Rwandan Prisoner of Conscience Victoire Ingabire
Photograph Source: Wouter Engler – CC BY-SA 4.0
Ingabire Day, a day of solidarity and support for Madame Victoire Ingabire and other prisoners of conscience in Rwanda, was celebrated in October to commemorate her October 2010 arrest. Rwanda has one of the highest incarceration rates in the world, often ranking in the top three countries per capita.
Ingabire spent eight years in prison for political dissidence between 2010 and 2018. She is now imprisoned and facing trial again, this time for allegedly conspiring with eight other political dissidents who were arrested for reading a book on nonviolent resistance and undertaking nonviolence training. A journalist was also charged with reporting their story, and all nine were held in pretrial detention for three years between 2021 and 2024.
Ingabire’s story is central to understanding the history of Rwanda and the Democratic Republic of the Congo over the past 35 years.
That history began when Paul Kagame, the son of Rwandan Tutsi refugees and a high-ranking officer in the Ugandan military, left the US Army Command and General Staff College to lead an army of Tutsi refugees who invaded Rwanda from Uganda. They waged a devastating four-year war against the Rwandan government and seized power at the end of the final 90 days of ethnic massacres known as the Rwandan Genocide.
Kagame’s government totally controlled the count of the dead, and in short order—not nearly enough time for a scientific study—determined that Hutus had killed a million Tutsis. Even before this summary count of the dead, Bill Clinton’s National Security Advisor Anthony Lake told press that the US would not be talking to the deposed Hutu government, which had fled into the Democratic Republic of the Congo, because they were guilty of genocide.
The new Rwandan state was thus founded on Hutu guilt and Tutsi victimhood, but much careful research has since demonstrated that both Hutu and Tutsi were massacred, with Hutu largely massacred by Kagame’s army. Canadian journalist Judi Rever greatly contributed to this body of evidence with her groundbreaking investigation In Praise of Blood: Crimes of the Rwandan Patriotic Front, which she published in 2020 despite Rwandan operatives’ repeated threats to harm her and her family.
A Wikileaks cable demonstrated that Rwanda is largely ruled by a tyrannical Tutsi elite, despite its claims of ethnic reconciliation. Numerous human rights organizations have documented that Rwandan elections are rigged, that there is no freedom of expression and that Rwanda’s prisons are packed with dissidents who have challenged Kagame’s rule and/or disputed the legally codified history of the genocide.

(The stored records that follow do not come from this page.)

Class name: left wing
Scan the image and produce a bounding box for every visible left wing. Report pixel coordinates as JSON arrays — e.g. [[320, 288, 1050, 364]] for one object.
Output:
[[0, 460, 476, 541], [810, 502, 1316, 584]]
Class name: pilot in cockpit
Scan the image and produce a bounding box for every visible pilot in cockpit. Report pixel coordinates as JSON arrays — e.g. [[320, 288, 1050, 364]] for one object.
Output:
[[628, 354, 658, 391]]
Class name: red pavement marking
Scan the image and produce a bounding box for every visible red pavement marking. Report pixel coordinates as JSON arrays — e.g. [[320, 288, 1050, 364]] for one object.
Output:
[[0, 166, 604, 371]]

In 1996, and then again in 1998, Kagame, with Uganda’s President Yoweri Museveni, invaded the Democratic Republic of the Congo, claiming to pursue Rwandan Hutu refugees who threatened to return to commit another genocide in Rwanda.
Since then the Rwandan army and Congolese militias under Rwandan command have massacred hundreds of thousands of Hutu refugees, caused the death of millions of Congolese, and stolen vast quantities of Congolese resources for sale to foreign governments and corporations. This has been documented by UN investigators and other researchers for the past 25 years, but the international community continues to accept Kagame’s claim that he is in Congo to prevent Hutus from returning to commit another Tutsi genocide.

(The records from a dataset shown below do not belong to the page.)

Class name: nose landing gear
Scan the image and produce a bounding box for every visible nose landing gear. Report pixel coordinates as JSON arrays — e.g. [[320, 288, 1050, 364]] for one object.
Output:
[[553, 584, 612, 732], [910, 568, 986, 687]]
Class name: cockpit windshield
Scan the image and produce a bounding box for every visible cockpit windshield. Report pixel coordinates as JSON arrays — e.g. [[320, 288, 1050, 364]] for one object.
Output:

Victoire Ingabire has disputed the official history by stating the Hutus were killed and were the victims of crimes against humanity before, during, and after the genocide, though she has never used the term “Hutu genocide,” which would violate Rwandan law.
Will she be freed?
Ingabire is internationally known as a political prisoner. Her 2010 attempt to run for president and her writing and activism since have played a pivotal role in demonstrating that the Rwandan government is hugely repressive and that it holds fake elections, which Kagame most recently won by over 99%.
She has been able to publish in CNN, The Guardian, Al Jazeera, and African Arguments, and The Elephant. She has been interviewed by major international media outlets, including even ESPN in its documentary “How the NBA got into business with an African dictator.”
However, she is not as well-known as Paul Rusesabagina, the real-life hero of Hotel Rwanda, whom the Rwandan government kidnapped in Dubai in 2020 and then imprisoned for nearly three years. The US government secured Rusesabagina’s release in response to public outcry and the campaigns of human rights organizations, including Human Rights Watch, Amnesty International, the Clooney Foundation for Justice, and his own Hotel Rwanda Rusesabagina Foundation.
Human Rights Watch and Amnesty International have also championed Ingabire’s cause. The question of whether she will be released depends on how much international reputational damage Kagame thinks he would suffer by sending her back to prison or assassinating her.
In 2010, before returning to Rwanda from exile in the Netherlands, she told her supporters that if she should fall, they would need to pick up the struggle after her.